Kurt Elling: On the Wings of Song and Poetry, as City Lights Flicker
The singer Kurt Elling projects in strong, concentrated gusts: a half-second of inflation and then the word itself, drawn out and oversized. He can sound like a horn, and works in long, free-ranging solos, sometimes making that process literal by mimicking actual solos in word-based “vocalese,” after the manner of Jon Hendricks.
Few other jazz singers have his Coltrane-like command over a long, droning note, and he revealed that power several times in a succinct and powerful set at the Allen Room in Rose Hall on Thursday night, a double bill with the singer Luciana Souza.
Mr. Elling began with the standard “More Than You Know,” with a trio directed by his pianist Laurence Hobgood, and then went through a long adaptation of Grover Washington Jr.’s “Winelight,” with his own lyrics. Mr. Elling uses microphone technique to strengthen his communication; he drew it closer or pushed it away as he needed, and he found great momentum. At a certain point in the “Winelight” solo he had said his piece, yet kept on going anyway. He laid in tricks that he hadn’t quite built toward, starting a growling-drone passage, and then a rapid, machine-gun set of short scat syllables.
The poet Robert Creeley – who died on Wednesday – was honored during a lull in the middle of Mr. Elling’s song “Man in the Air.” Reciting Mr. Creeley’s “Signboard” over sparse accompaniment, he made the audience ignore the city lights through the high glass window behind him and focus on a short, hard, unmannered poem, before a drum solo. And before ending, he explored another good, intuitive idea: singing “In the Wee Small Hours of the Morning,” over an arrangement based on Keith Jarrett’s delicate instrumental trio version of the song. The less specific Mr. Elling is about what he’s attempting, the better he gets.

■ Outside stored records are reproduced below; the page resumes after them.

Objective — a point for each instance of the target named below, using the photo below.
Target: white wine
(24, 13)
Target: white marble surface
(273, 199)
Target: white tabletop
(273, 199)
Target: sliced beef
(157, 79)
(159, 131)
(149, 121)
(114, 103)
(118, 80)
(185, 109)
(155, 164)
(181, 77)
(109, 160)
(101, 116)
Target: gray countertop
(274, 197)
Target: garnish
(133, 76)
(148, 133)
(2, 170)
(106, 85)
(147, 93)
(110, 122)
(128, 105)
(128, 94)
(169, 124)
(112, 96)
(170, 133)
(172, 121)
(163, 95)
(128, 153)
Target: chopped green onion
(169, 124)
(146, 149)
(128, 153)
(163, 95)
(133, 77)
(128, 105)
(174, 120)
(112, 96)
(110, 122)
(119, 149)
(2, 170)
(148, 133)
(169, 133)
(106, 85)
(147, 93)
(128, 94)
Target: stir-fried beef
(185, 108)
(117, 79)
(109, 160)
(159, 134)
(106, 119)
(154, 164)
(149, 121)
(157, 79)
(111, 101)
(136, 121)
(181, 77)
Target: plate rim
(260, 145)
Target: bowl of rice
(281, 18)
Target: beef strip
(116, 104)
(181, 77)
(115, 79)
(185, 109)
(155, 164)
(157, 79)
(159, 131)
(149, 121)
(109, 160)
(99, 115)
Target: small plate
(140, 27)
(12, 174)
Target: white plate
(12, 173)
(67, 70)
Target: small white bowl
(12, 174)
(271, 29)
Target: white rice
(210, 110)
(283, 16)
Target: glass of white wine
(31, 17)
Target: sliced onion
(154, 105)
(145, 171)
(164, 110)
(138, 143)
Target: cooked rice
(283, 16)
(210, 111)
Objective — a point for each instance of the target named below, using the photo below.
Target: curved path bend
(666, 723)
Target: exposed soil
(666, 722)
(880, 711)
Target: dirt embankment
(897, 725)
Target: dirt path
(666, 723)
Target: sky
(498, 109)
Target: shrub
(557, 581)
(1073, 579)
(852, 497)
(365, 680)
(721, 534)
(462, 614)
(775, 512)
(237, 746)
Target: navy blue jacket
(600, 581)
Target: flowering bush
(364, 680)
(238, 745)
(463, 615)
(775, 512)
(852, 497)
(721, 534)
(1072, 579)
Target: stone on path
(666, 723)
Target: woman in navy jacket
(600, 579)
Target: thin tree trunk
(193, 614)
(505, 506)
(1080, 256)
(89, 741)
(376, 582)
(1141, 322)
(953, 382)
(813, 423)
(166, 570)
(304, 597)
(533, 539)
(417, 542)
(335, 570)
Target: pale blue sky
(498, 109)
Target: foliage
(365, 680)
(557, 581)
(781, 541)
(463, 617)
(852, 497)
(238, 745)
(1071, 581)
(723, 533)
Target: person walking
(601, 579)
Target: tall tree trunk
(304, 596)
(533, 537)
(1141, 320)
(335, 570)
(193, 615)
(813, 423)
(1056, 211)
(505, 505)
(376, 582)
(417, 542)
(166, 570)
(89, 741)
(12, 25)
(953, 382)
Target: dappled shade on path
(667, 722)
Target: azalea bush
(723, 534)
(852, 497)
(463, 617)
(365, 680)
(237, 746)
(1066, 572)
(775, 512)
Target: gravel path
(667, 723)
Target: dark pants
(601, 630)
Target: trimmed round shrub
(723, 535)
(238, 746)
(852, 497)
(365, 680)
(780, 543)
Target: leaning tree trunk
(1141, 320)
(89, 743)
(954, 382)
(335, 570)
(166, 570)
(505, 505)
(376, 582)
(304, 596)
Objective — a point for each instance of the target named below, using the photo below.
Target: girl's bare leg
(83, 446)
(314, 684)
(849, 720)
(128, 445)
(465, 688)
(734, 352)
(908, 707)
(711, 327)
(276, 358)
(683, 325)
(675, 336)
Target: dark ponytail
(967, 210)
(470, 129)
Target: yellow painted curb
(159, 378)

Ms. Souza uses poetic texts as well but has a tidier and quieter style: she never gets anywhere near Mr. Elling’s level of volume, and her precise pitch grows likably vulnerable in the middle of her alto voice. Her band plays more tightly scripted arrangements, and she sang some poems by Neruda, backed by her own ambitious composing, a progressive jazz-into-pop style; she also sang a few songs by Antonio Carlos Jobim in Portuguese.
Her use of text has been quite careful, but she may be getting freer. One of her new pieces, “Poetry 101,” collided small portions of different poems – four lines from Elizabeth Barrett Browning, a few from Neruda and Robert Frost, the beginning of Elizabeth Bishop’s “One Art.”